O decreto se insere nas discussões sobre a consolidação de uma economia de baixo consumo de carbono, iniciada pela Lei Federal 12.187/09, que instituiu a Política Nacional sobre Mudança do Clima (PNMC).

De acordo com a PNMC, caberia ao Poder Executivo estabelecer os Planos Setoriais de Mitigação e de Adaptação às Mudanças Climáticas, com vistas a atender a metas gradativas de redução de emissões de gases de efeito estufa, o que foi divulgado durante o Congresso Mercado Global de Carbono – Descarbonização & Investimentos Verdes, realizado em meados de maio pelo Banco do Brasil e pela Petrobras, com apoio do Ministério do Meio Ambiente e do Banco Central. No evento, estiveram presentes representantes dos mais diversos setores da economia e autoridades envolvidas com o tema.

Em linhas gerais, o decreto não apresenta detalhamentos sobre a regulamentação dos mercados de carbono e ainda não oferece a segurança jurídica necessária. O documento aborda o tema de forma bastante superficial, por meio de conceitos e dispositivos genéricos ou muito similares àqueles já existentes, sobretudo no que se refere ao Projeto de Lei 2.148/15, que está em tramitação avançada na Câmara dos Deputados.

Principais aspectos do decreto

A nova norma define o que seriam os Planos Setoriais de Mitigação das Mudanças Climáticas, que devem ser compreendidos como os instrumentos setoriais de planejamento governamental para o cumprimento de metas climáticas. Essa definição evidencia a relevância dos instrumentos setoriais para o estabelecimento das metas climáticas.

No texto aprovado, nota-se que o decreto não traz qualquer previsão sobre a definição das metas climáticas nem qualquer direcionamento com relação ao seu estabelecimento, mas apenas os procedimentos para a elaboração dos planos.

Propostas para reduzir as emissões de gases de efeito estufa poderão ser apresentadas pelos agentes setoriais (integrantes dos setores de geração e distribuição de energia elétrica, transporte público urbano e sistemas modais de transporte interestadual de cargas e passageiros, indústria de transformação e de bens de consumo duráveis, indústrias químicas fina e de base, indústria de papel e celulose, indústria de mineração, indústria da construção civil, serviços de saúde e agropecuária).

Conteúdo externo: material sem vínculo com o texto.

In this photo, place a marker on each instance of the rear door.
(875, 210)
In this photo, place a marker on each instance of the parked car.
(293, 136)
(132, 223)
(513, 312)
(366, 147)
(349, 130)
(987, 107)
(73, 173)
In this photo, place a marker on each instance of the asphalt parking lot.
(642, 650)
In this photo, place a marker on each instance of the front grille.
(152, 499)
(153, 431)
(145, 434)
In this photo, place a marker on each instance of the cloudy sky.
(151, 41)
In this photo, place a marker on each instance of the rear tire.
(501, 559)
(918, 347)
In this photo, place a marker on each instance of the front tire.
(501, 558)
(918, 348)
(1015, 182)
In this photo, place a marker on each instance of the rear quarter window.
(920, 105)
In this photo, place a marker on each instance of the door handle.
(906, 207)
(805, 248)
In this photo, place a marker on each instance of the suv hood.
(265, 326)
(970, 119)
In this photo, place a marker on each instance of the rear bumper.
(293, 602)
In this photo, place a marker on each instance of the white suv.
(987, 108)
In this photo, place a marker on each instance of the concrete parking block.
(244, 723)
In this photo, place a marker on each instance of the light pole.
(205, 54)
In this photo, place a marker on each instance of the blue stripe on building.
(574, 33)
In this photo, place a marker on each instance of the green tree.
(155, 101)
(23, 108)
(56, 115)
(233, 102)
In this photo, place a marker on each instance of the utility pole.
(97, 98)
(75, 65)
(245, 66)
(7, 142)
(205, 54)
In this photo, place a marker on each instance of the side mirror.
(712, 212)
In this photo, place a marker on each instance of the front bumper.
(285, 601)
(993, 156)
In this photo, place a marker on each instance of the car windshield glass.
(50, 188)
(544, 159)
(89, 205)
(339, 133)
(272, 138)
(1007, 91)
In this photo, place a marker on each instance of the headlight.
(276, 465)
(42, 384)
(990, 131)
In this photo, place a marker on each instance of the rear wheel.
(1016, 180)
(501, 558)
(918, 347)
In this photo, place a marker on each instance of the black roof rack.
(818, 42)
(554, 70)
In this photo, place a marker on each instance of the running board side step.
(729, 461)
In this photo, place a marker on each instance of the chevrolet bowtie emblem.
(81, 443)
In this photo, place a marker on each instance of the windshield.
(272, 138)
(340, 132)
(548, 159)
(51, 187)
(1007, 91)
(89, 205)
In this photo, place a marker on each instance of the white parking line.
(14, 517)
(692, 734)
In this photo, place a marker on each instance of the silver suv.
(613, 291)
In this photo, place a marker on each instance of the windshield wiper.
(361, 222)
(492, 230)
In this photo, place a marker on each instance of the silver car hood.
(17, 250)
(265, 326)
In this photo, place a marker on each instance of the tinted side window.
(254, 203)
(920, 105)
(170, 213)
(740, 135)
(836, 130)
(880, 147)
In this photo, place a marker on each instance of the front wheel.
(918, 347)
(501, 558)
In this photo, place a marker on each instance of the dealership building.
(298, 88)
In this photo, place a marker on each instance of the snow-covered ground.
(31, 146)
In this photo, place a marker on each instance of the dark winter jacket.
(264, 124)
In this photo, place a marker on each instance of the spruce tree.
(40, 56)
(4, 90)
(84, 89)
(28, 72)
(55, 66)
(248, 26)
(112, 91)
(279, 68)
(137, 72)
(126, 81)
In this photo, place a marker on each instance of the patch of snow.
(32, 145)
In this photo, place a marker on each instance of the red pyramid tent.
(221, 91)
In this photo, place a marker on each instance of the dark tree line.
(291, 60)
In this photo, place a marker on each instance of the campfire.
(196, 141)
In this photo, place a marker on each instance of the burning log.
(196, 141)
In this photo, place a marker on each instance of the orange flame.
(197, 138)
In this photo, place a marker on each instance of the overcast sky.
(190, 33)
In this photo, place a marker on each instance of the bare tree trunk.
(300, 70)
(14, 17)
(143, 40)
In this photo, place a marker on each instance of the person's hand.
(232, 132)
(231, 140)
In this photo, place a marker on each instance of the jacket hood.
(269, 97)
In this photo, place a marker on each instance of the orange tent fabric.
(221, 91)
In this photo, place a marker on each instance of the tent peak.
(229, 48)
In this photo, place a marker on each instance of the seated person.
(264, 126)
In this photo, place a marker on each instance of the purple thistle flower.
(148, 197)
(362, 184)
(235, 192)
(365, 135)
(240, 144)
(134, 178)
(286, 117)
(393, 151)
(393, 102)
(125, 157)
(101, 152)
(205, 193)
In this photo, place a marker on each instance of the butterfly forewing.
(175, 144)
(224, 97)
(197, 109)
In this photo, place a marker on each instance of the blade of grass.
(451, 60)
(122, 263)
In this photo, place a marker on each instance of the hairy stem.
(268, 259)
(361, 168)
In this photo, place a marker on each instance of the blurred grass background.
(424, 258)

A competência para propor os Planos Setoriais de Mitigação das Mudanças Climáticas, porém, caberá ao Ministério do Meio Ambiente, Ministério da Economia e a ministérios setoriais relacionados, quando houver. Os planos serão aprovados pelo Comitê Interministerial sobre a Mudança do Clima e o Crescimento Verde, instituído na forma prevista no Decreto 10.845/21.

Trata-se de medida de implementação de uma sistemática “baseline-and-trade” para o mercado de carbono, na qual serão estabelecidas metas de desempenho para cada setor econômico.

A ausência de metas climáticas pode indicar certa flexibilidade com relação às metas de redução de carbono, uma vez que os instrumentos setoriais viabilizarão a discussão e seu estabelecimento com a participação dos agentes setoriais.

O decreto viabilizou também o tratamento diferenciado para os agentes setoriais, conforme a categoria da empresa e/ou propriedades rurais e suas características (como faturamento, níveis de emissão, características do setor econômico e região de localização), medida que reflete as diferentes realidades de um país continental como o Brasil.

Os agentes setoriais terão o prazo de 180 dias – prorrogáveis por igual período – para apresentar suas proposições para o estabelecimento de curvas de redução de emissões de gases de efeito estufa.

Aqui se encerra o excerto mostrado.